[Wine] Keep wine resident

Liam Proven lproven at gmail.com
Mon Feb 29 12:20:06 CST 2016


On 28 February 2016 at 21:01, Seth Hill <sethrh at gmail.com> wrote:
> Hello all,
>
> Is there a way to instruct wine to stick around after a program has run? Alternatively, is there a way to “boot” a wine prefix and keep it running?
>
> As part of a project to port some windows software to linux, I am using wine to run a windows-only command line utility in a loop. Running it via wine it works just fine, however, calling it in a loop is extremely slow.
>
> It seems that the wine “boots” when the program is called, then shuts down immediately after. This takes a few seconds every time the program is called.
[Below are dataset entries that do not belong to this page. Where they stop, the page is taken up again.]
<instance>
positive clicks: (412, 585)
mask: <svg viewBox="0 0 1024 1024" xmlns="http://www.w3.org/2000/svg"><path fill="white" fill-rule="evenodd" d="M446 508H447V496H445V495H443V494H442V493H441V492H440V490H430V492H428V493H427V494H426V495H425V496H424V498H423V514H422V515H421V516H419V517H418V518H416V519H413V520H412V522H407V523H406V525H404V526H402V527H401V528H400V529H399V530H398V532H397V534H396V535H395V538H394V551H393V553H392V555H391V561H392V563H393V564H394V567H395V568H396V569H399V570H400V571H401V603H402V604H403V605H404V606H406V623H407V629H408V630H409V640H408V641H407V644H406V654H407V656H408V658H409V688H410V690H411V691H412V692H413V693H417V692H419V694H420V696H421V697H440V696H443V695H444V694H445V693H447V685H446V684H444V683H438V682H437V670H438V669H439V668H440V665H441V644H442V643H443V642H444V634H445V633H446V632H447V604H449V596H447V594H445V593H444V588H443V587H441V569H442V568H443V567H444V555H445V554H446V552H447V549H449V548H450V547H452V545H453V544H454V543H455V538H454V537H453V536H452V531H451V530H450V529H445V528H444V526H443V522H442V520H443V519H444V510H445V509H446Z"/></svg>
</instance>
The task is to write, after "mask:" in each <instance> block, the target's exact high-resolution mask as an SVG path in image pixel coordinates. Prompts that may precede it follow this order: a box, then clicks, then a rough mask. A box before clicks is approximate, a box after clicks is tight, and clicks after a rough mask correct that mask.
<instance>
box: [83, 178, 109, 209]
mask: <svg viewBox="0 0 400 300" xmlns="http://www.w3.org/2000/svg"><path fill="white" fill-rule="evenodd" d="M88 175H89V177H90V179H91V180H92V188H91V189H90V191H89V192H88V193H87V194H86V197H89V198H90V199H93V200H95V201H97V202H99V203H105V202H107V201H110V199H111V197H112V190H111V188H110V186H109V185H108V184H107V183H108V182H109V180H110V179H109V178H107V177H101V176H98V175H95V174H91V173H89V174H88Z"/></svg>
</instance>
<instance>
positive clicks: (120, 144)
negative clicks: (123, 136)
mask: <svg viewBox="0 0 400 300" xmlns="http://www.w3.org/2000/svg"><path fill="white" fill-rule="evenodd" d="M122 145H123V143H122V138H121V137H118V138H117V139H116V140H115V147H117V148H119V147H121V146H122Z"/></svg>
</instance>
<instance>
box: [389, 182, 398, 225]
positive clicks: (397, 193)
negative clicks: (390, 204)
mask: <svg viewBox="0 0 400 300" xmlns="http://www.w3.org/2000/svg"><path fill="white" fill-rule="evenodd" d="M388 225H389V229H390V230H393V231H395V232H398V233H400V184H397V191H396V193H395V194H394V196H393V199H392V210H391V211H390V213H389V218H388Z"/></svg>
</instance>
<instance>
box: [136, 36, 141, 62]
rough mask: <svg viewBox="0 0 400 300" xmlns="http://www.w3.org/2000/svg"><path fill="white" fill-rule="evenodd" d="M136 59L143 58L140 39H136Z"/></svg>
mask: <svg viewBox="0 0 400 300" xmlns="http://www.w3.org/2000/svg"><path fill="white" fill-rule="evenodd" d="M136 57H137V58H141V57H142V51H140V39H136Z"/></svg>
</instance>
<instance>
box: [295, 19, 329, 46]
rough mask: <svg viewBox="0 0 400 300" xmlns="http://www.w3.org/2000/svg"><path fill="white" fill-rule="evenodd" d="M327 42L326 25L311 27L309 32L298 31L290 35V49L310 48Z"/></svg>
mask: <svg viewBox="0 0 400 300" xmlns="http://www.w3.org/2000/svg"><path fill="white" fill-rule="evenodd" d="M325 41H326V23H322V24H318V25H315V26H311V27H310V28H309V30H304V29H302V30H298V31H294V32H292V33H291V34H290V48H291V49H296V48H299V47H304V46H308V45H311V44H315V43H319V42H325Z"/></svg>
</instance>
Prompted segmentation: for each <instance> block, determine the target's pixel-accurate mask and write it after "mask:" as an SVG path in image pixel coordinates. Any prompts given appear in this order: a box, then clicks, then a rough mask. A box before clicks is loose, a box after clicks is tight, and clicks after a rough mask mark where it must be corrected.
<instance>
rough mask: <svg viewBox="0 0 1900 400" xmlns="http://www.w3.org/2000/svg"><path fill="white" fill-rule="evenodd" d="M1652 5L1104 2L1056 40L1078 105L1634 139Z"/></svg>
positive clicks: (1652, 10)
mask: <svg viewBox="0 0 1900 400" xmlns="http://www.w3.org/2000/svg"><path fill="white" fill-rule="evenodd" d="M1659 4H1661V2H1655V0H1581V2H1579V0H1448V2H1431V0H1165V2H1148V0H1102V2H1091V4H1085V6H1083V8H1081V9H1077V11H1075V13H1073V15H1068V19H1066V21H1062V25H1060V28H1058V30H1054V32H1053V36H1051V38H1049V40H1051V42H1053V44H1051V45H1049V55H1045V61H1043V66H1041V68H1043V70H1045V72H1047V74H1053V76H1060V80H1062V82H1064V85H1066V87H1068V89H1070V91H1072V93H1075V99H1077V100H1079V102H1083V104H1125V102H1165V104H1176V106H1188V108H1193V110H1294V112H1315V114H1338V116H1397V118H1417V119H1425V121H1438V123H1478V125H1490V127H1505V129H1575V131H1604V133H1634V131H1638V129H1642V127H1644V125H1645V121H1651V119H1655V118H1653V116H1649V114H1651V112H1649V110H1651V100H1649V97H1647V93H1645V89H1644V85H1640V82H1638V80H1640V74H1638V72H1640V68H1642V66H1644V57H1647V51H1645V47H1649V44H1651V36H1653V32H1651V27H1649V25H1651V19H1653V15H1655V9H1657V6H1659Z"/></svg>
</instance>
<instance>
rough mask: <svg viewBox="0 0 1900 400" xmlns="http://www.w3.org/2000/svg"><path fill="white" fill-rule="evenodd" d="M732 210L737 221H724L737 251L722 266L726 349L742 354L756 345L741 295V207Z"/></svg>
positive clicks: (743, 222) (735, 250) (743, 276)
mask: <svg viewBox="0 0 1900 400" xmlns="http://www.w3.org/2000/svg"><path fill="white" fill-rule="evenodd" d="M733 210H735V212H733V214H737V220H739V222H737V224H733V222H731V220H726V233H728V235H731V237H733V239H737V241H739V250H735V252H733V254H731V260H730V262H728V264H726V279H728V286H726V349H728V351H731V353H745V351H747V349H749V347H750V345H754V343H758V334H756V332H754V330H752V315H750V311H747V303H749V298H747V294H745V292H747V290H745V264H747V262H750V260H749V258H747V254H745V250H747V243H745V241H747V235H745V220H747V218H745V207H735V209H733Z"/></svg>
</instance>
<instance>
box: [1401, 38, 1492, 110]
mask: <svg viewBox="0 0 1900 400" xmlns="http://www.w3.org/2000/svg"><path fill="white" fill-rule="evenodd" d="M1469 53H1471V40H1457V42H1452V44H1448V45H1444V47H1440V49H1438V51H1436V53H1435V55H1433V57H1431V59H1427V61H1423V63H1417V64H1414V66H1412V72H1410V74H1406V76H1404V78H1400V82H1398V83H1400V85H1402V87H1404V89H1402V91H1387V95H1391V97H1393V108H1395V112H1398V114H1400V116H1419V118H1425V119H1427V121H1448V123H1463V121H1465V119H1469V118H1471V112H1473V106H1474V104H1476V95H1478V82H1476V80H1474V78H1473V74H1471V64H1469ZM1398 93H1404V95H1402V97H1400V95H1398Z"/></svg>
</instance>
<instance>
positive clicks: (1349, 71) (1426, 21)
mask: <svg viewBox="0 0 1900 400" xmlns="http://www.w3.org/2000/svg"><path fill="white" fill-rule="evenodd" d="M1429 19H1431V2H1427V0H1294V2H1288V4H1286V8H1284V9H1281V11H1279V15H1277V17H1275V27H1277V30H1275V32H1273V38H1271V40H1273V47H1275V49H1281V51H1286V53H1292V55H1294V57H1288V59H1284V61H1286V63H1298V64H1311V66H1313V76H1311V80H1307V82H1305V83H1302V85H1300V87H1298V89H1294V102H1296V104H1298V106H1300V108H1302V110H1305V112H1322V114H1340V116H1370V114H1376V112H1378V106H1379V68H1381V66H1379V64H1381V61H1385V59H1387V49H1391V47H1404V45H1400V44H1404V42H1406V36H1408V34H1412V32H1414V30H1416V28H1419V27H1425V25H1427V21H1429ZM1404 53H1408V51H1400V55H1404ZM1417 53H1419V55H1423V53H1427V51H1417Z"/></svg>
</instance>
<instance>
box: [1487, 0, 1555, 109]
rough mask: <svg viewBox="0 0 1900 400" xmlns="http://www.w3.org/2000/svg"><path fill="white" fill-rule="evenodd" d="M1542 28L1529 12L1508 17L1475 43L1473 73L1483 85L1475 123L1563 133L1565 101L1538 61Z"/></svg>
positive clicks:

Unfortunately I need to call this program many thousands of times, so those extra seconds add up to hours.
>
> I’ve discovered that if I run a wine GUI application before running the program (such as winecfg, notepad, etc.) beforehand, the startup time is eliminated. That solution is a bit awkward, as this program is being run in a cluster computing environment (on dozens of headless nodes).
>
> The ideal solution would be a command line switch to wine or a service that could be run when the node boots. I did try wineserver -p, but that had no effect on startup time (I’m not sure what wine server does).
>
> Any thoughts?

WINE is not a VM. It doesn't boot as such.

It's an API translator. But yes, it has to load. All programs do.

Multiple apps can share a single instance, though.

Perhaps a background command-line task doing nothing very important --
such as a heartbeat indicator of some form, such as a task that
periodically adds a line to a logfile -- might achieve what you want.